ChatGPT-User volume tracks most closely with Direct distortion. SMA Marketing receives about 150 ChatGPT user visits per day and shows the most severe dilution. Element 6 receives about 44 per day and is the least affected. ChatGPT-User represents a human using ChatGPT and following a citation link — the exact mechanism driving the Direct distortion.

DragonPlate’s distortion has a different cause. On that site, ClaudeBot and Amazonbot dominate AI traffic — both primarily crawling product catalog data at scale, not following editorial citations. That’s a different behavior with a different signature in GA4.

OpenAI is focused on editorial content. Anthropic and Amazon are focused on product catalogs. ClaudeBot visited DragonPlate 14,719 times in the study window and visited smamarketing.net just 4 times. Amazonbot visited DragonPlate 43,018 times and barely touched the other two sites. AI players appear to have distinct appetites based on site type.

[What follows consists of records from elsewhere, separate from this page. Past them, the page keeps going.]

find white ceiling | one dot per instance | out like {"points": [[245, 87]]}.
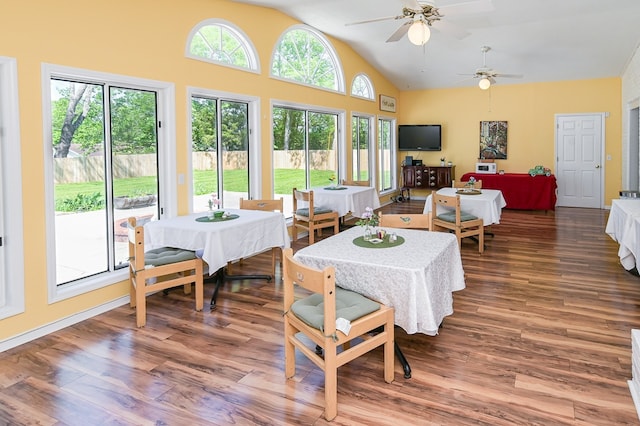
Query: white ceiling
{"points": [[544, 40]]}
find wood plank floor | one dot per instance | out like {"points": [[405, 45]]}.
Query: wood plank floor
{"points": [[540, 336]]}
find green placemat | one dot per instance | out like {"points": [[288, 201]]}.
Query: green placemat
{"points": [[473, 192], [216, 219], [360, 242]]}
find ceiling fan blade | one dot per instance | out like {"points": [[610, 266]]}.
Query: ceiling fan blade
{"points": [[400, 32], [388, 18], [467, 7], [450, 29], [415, 5]]}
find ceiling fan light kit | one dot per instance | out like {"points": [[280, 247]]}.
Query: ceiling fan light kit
{"points": [[484, 83], [419, 32]]}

Finding 4: A Major Coordinated Crawl Event Hit DragonPlate in April 2026

Something notable happened on dragonplate.com in April 2026 that didn’t occur on the other two sites. Both ClaudeBot and Amazonbot spiked dramatically — and at the same time.

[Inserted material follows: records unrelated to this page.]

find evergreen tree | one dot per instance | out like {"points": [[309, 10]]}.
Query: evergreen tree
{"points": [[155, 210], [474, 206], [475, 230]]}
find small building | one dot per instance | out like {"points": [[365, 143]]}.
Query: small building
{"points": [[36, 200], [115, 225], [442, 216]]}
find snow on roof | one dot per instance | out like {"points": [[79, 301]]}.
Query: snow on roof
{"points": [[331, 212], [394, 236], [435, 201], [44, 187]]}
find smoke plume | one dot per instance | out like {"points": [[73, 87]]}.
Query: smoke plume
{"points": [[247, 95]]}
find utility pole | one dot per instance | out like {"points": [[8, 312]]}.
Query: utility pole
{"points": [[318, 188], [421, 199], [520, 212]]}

  • ClaudeBot: 1,407 visits in March → 8,893 in April (6x increase) → 2,083 in May
  • Amazonbot: 2,804 in March → 14,535 in April (5x increase) → 18,742 in May (still rising)

Neither spike has a counterpart on smamarketing.net or element6composites.com. The most straightforward explanation: multiple AI systems ran large-scale catalog ingestion against high-value e-commerce data sources around the same time — independently or in coordination.

The practical takeaway for e-commerce sites: AI crawl load is no longer a steady background hum. It’s event-driven and can spike dramatically without warning. Monthly monitoring is the minimum; daily monitoring is better.

Finding 5: AI Citation Visitors Are Pre-Qualified

Despite the distorted-looking engagement metrics, the Direct channel on smamarketing.net produced something unexpected when we looked at downstream intent data.

Over a 90-day window using on-site chat instrumentation, Direct generated 5 of 5 high-intent conversations — a 9.8% high-intent rate from 51 sessions. Paid Google generated 0 out of 26. That’s a 10x quality multiple.

The interpretation: AI tools like ChatGPT are doing the screening. They surface a source, vouch for it, and forward a smaller — but meaningfully better — cohort of visitors who already trust the answer they got. The engagement metrics look bad because most of those visitors got what they needed quickly. But the ones who needed more showed up ready to buy.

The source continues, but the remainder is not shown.